ADR-0008: Trust score uses objective signals only — no LLM self-confidence¶
Status: Accepted Date: 2026-05-11 Tags: trust · safety Related: ADR-0009, ADR-0012, ADR-0015
Context¶
The Trust-Aware gate layer (../design.md §4.1 Layer 3) gates every state transition behind a "is this safe to advance?" check. The natural temptation is to ask the LLM itself: "how confident are you in this output?" and use the answer as a gate input.

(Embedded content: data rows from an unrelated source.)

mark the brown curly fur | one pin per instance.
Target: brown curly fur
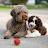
(17, 23)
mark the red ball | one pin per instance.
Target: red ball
(17, 41)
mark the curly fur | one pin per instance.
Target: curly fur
(17, 23)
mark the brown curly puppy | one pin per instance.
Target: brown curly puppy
(17, 23)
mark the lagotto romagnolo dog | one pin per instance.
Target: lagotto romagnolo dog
(16, 25)
(35, 27)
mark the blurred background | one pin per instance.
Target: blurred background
(30, 4)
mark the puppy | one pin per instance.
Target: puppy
(35, 27)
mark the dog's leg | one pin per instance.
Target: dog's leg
(8, 35)
(20, 34)
(34, 34)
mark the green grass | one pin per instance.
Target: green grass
(5, 8)
(29, 7)
(33, 7)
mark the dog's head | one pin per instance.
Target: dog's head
(20, 13)
(34, 22)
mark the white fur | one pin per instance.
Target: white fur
(34, 34)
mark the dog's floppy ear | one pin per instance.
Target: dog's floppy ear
(13, 13)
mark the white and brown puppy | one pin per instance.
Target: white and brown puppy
(35, 27)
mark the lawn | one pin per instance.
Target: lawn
(29, 7)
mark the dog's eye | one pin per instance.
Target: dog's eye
(18, 13)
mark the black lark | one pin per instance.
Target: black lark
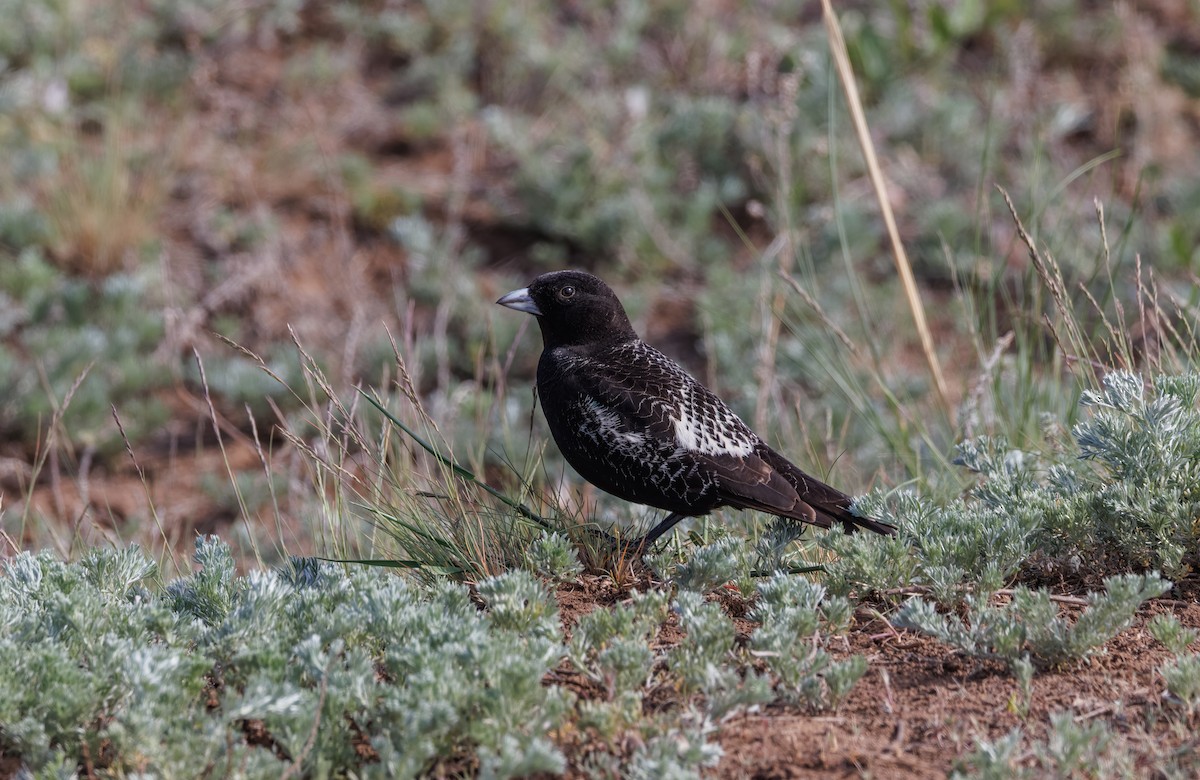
(636, 425)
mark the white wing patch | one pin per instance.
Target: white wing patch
(708, 430)
(609, 427)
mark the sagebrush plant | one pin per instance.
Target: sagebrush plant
(1031, 624)
(1072, 749)
(795, 616)
(1121, 491)
(99, 658)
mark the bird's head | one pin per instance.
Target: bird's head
(573, 309)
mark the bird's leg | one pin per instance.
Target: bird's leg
(667, 523)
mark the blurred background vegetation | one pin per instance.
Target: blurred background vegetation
(329, 184)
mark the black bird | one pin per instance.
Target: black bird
(636, 425)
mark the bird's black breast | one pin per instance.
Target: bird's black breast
(635, 425)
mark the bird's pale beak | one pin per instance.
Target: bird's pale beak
(520, 300)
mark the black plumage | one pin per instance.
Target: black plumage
(636, 425)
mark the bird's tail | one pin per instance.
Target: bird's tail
(829, 503)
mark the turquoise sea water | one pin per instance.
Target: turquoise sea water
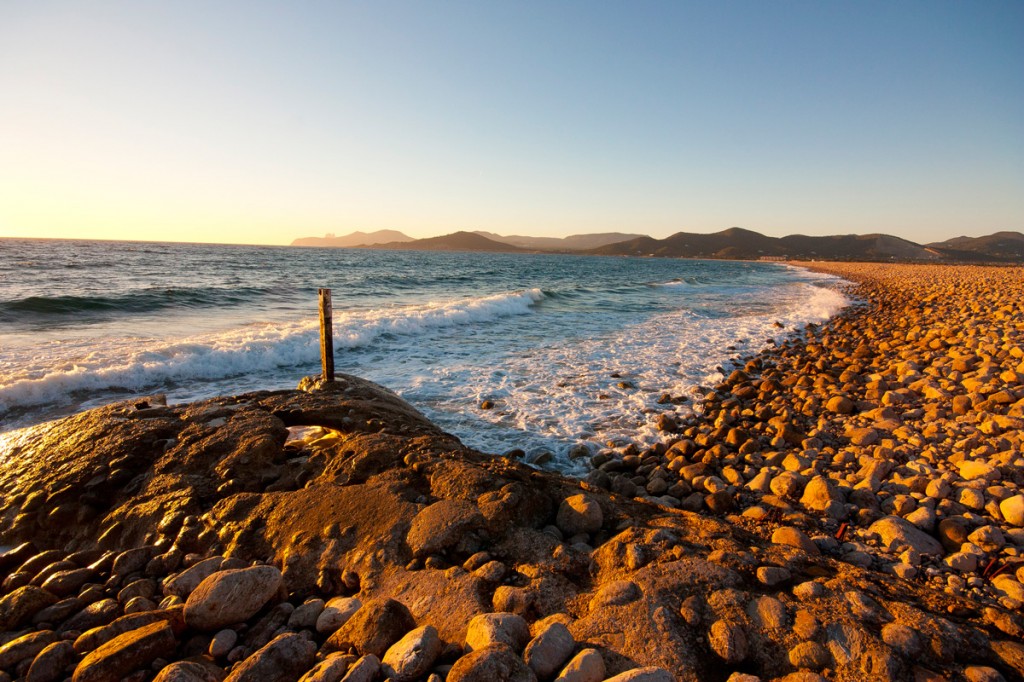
(547, 338)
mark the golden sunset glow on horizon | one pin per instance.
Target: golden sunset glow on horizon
(261, 125)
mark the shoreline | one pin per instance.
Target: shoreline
(847, 510)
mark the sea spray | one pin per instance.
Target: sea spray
(567, 349)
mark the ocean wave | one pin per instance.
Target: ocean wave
(145, 301)
(132, 365)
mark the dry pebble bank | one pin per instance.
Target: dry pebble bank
(846, 506)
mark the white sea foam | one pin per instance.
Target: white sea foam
(53, 374)
(556, 396)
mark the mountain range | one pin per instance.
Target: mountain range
(734, 243)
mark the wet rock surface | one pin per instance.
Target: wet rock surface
(846, 505)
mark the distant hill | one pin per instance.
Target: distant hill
(571, 243)
(737, 243)
(354, 240)
(455, 242)
(1004, 246)
(734, 244)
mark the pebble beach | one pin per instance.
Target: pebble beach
(846, 505)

Published research argues this is worse than no signal at all. The "Confidence Trap" finding in ../../gemini-auto-agent-design.md §"Mitigating the Confidence Trap" reports that agentic PRs at the highest self-reported confidence levels (8–10 out of 10) still introduce breaking changes at 3.16–3.96%. At confidence 10, the rate is 3.16% — 458 breaks out of 14,509 commits. The correlation between LLM-reported confidence and code correctness breaks down completely during maintenance tasks.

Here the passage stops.